A Rose by Any Other Name

I’m sure Shakespeare was not trying to start the English Renaissance version of an urban dictionary. And he was correct that a rose by any other name would smell as sweet. But it would be good for us all to remember that had a rose been called by another name, we wouldn’t realize he’d been writing about a rose.


Something that really irks me is the need, especially in recent times, of people to make up words. In some instances I suppose it’s an attempt to be less abrasive. The use of the word fluffy instead of fat is an example. But let’s face it. If you’re fat, you’re fat. Fluffy is a word that should be reserved for puppies, kittens, ducklings, and pillows. Unless I suddenly grow a lush covering of soft fur, I’m not fluffy, I’m fat.
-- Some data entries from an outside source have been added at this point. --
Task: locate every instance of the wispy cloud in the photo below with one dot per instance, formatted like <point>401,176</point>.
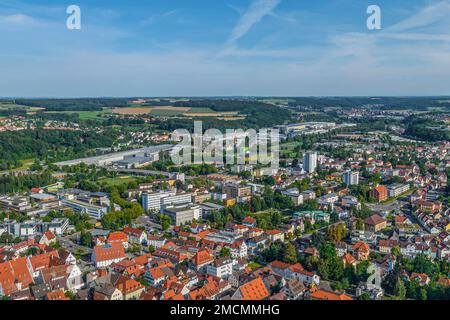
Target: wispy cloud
<point>158,18</point>
<point>257,10</point>
<point>425,17</point>
<point>15,19</point>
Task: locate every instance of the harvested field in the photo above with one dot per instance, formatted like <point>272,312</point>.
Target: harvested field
<point>148,110</point>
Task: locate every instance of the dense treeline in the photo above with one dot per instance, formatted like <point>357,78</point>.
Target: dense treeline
<point>53,144</point>
<point>84,104</point>
<point>11,184</point>
<point>258,115</point>
<point>383,103</point>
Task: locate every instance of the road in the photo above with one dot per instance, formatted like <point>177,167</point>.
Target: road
<point>142,172</point>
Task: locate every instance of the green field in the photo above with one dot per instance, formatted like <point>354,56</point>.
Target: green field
<point>9,105</point>
<point>166,113</point>
<point>86,115</point>
<point>201,110</point>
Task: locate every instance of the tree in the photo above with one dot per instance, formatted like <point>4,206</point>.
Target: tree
<point>86,239</point>
<point>400,290</point>
<point>165,221</point>
<point>290,253</point>
<point>225,252</point>
<point>337,232</point>
<point>396,251</point>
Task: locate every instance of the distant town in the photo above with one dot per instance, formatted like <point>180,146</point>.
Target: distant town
<point>93,208</point>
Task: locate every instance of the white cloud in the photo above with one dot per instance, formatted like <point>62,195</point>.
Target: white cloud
<point>257,10</point>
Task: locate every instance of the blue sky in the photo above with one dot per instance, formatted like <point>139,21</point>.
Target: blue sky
<point>224,47</point>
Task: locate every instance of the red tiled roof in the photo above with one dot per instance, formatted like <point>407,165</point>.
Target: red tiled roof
<point>202,257</point>
<point>118,236</point>
<point>13,272</point>
<point>254,290</point>
<point>109,252</point>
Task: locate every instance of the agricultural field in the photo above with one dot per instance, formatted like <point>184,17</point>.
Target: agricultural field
<point>158,111</point>
<point>86,115</point>
<point>9,105</point>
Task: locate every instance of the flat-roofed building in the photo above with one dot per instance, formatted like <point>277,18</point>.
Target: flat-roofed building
<point>236,190</point>
<point>93,211</point>
<point>397,189</point>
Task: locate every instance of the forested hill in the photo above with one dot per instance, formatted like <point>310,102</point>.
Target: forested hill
<point>85,104</point>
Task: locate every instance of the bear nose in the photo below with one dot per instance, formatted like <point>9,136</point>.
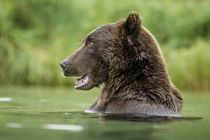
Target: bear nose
<point>63,64</point>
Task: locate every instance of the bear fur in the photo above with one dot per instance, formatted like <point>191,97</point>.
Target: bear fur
<point>126,58</point>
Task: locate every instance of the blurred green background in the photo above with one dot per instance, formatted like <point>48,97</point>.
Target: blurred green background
<point>35,35</point>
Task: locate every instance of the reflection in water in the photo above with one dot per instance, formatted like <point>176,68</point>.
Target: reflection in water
<point>5,99</point>
<point>63,127</point>
<point>144,118</point>
<point>14,125</point>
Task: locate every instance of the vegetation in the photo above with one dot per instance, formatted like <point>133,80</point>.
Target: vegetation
<point>36,35</point>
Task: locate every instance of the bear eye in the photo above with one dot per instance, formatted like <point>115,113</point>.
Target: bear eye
<point>89,41</point>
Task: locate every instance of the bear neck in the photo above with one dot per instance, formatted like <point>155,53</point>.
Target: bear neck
<point>146,77</point>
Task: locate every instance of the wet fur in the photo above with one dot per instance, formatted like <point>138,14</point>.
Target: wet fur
<point>131,67</point>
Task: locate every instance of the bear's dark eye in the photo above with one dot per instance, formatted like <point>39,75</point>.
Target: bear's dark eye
<point>89,41</point>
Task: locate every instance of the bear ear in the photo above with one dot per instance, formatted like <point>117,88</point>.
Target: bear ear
<point>132,24</point>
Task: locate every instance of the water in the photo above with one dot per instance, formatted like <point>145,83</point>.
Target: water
<point>44,113</point>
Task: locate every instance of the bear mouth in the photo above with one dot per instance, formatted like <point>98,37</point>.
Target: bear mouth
<point>83,83</point>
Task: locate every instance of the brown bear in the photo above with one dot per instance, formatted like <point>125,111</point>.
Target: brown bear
<point>126,58</point>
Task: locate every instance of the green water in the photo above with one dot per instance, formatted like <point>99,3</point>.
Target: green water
<point>46,113</point>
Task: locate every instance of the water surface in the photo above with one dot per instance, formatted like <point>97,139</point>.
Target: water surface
<point>49,113</point>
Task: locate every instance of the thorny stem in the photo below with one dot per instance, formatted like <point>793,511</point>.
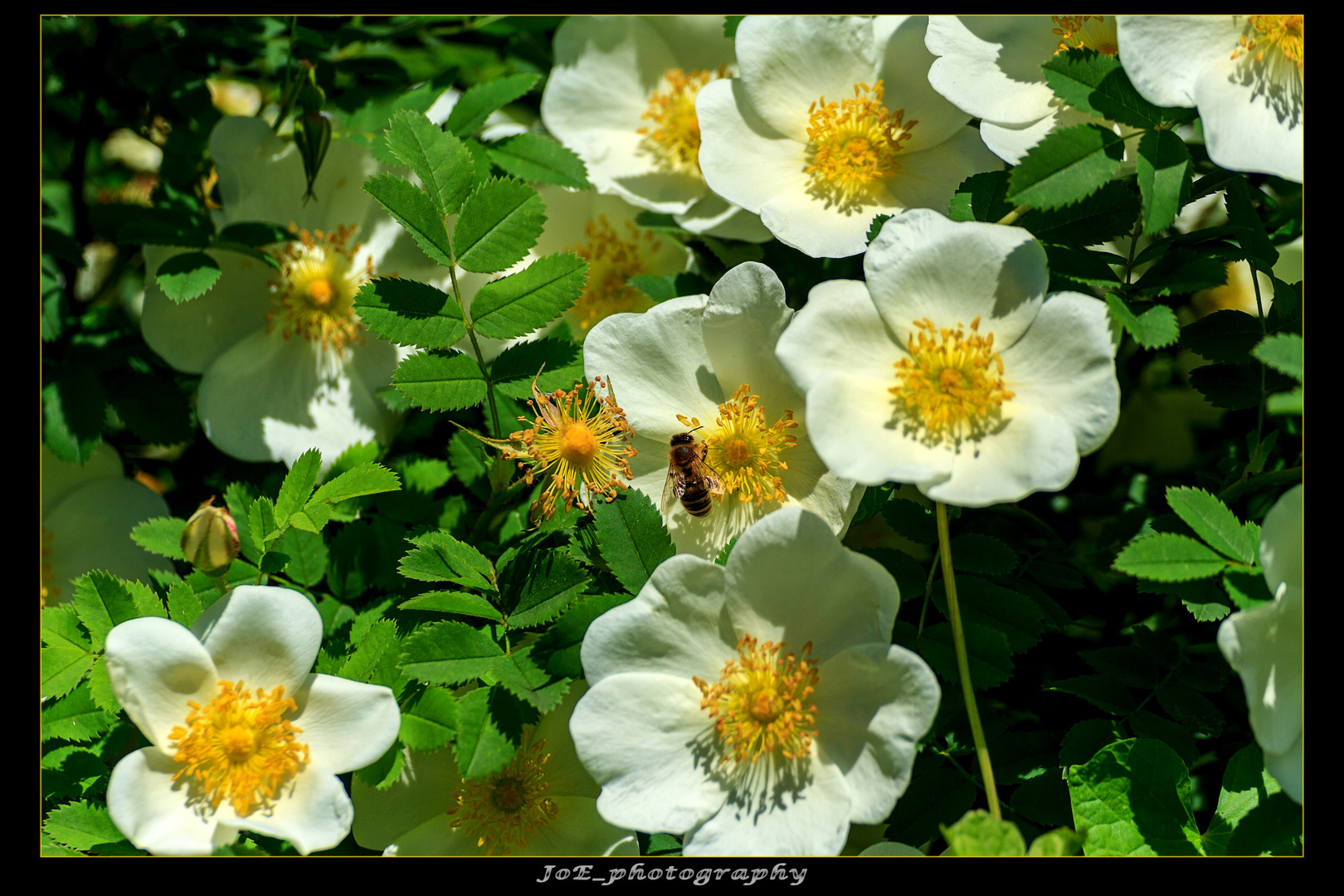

When I hear or read the (not really a) word “hangry” it makes me want to climb a clock tower with a rifle. Hungry is a physical state. Angry is an emotional one. You can be both hungry and angry but that doesn’t create a new state of being and shouldn’t cause people to make up a word.

It’s absolutely, to me, horrifying that the Urban Dictionary even exists. We should not be honoring words and phrases that are nothing but a jumble of other words and phrases. The English language is, in its pure form, elegant and beautiful. There is nothing that we cannot express using English. Why then do some people want to pretend that a word with an established definition suddenly means something entirely different?

One way that people pretend they’ve invented new and useful words is to slightly change the spelling of a word then assign it a meaning that is the antonym of the actual definition. I was aghast to hear someone call a young lady fat a few years ago. The explanation that they had used the “word” phat and that it was supposed to mean attractive did nothing to diminish the actual definition of fat.

Yes, I know languages change over time. We no longer speak the same English as Shakespeare and his contemporaries. And my generation had its own slang that we believed somehow set us apart from our parents’ generation. Gosh, was anything ever as groovy as the 60’s?

But we also outgrew the need for phrases like far out just as our parents and grandparents stopped saying things were the bee’s knees or the cat’s pajamas. We became adults and adults were expected to be capable of both speaking and writing in Standard English. Telling your boss not to have a cow would not have led to rapid advancement.

Now, of course, we have high school and even college graduates who believe that spelling is an inconvenience and think grammar is irrelevant. After all, they say, does it really matter if they write your instead of you’re or there instead of their?

Yes! It matters!



Author: Elizabeth

I'm a wife, mom, and grandma (known as Bam) who loves cooking, baking, gardening, and all things that go into making a cozy coop for my brood. I have a disability so you may pick up tips on how to do things when some things just don't work right!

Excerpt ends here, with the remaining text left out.